A good investment can give you good returns in a short period. Many people in the country are investing in everything from bank FDs, and government savings schemes to mutual funds, stock markets, and cryptocurrencies. It is worth noting that money invested in mutual funds, the stock market, and cryptocurrencies is subject to market risks. The returns on the money invested in these sectors are determined by the behavior of the market. This is one of the major reasons, why most of the people in the country invest their savings in such a place where they are not exposed to any kind of market risk. When it comes to investing in safe investment options. In such a situation, most people prefer to invest in PPF and FD. In this episode, let us know which is more beneficial to invest in PPF or FD.

Public provident fund
Public Provident Fund is a small savings scheme run by the government. In this scheme, the government fixes the interest rates every quarter. You can invest in PPF for 15 years.

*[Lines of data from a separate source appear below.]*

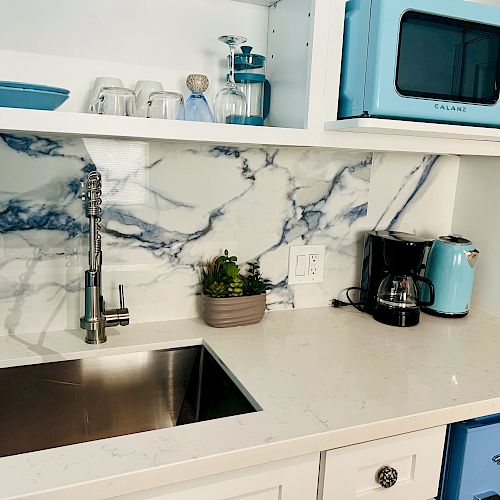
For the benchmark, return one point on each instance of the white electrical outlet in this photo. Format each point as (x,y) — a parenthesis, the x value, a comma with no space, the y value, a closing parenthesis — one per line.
(306,264)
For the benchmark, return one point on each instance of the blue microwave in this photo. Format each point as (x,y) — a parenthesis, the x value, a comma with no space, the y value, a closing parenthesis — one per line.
(421,60)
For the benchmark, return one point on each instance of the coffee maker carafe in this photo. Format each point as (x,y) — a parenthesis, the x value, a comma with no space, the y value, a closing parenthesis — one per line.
(391,277)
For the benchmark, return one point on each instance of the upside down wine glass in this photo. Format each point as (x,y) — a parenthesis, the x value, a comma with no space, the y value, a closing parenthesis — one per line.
(230,103)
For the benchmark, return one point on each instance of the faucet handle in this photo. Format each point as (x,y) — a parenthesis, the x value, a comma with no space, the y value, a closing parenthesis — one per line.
(123,315)
(122,297)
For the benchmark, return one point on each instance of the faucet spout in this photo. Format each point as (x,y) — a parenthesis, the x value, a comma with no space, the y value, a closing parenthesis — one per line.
(96,318)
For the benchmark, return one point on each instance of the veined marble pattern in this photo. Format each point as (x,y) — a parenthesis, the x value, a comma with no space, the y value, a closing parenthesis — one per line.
(178,204)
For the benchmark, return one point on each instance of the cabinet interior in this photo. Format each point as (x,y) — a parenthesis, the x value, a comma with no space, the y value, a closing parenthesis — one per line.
(158,40)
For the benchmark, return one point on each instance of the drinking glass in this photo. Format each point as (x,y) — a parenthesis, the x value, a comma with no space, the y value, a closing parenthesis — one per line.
(99,83)
(230,103)
(166,105)
(114,101)
(143,89)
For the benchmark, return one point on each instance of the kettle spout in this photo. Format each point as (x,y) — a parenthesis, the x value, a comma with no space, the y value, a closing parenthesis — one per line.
(471,256)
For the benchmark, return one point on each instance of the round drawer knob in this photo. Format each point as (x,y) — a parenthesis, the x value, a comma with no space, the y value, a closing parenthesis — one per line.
(387,477)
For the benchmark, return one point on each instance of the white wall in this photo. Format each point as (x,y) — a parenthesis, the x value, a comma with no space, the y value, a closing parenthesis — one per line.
(477,217)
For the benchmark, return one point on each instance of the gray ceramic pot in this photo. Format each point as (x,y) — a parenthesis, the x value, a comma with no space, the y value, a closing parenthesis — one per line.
(233,311)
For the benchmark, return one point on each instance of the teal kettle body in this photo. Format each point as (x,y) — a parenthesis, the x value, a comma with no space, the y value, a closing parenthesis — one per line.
(450,266)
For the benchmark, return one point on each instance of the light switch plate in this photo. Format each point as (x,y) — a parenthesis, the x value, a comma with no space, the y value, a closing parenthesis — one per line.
(306,264)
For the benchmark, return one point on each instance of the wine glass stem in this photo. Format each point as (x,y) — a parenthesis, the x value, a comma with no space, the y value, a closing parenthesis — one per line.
(231,65)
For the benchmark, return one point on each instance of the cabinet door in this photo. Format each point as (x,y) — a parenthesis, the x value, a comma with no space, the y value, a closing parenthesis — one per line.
(294,479)
(351,473)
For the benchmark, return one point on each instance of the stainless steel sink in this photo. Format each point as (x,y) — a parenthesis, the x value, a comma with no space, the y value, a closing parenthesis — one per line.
(67,402)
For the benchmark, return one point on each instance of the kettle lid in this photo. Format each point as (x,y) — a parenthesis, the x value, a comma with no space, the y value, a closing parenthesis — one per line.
(455,239)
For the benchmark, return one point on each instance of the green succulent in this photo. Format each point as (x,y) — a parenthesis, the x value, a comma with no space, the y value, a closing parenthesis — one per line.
(216,290)
(236,287)
(221,277)
(255,284)
(229,265)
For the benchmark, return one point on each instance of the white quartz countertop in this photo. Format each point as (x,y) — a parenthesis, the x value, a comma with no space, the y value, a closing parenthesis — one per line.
(325,378)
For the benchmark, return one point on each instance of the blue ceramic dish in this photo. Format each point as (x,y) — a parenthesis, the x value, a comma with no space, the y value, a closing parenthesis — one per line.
(30,96)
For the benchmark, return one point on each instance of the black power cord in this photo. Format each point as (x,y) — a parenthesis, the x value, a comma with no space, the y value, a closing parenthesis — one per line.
(350,302)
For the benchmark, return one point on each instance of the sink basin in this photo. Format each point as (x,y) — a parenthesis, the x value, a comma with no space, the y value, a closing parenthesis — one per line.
(67,402)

A minimum of Rs 500 and a maximum of Rs 1.5 lakh can be invested in this scheme. At present, you are getting an interest rate of 7.1 percent for investing in PPF. By investing in this scheme, you also get an exemption in income tax.

FD
At present, inflation is increasing rapidly all over the world. India is also not untouched by this. For this reason, to reduce the rate of inflation in the country, many banks are offering higher interest rates on FDs. Different banks give different rates of interest on the money deposited in FD.

PPF Vs FD
If compared to PPF and FD, then in the Public Provident Fund scheme, you get an interest rate based on compounding. Whereas in FD, the interest rate is offered based on either of the two methods, simple or compounding. FD is a good option for short-term investment. Whereas for long-term investment, you can invest in PPF.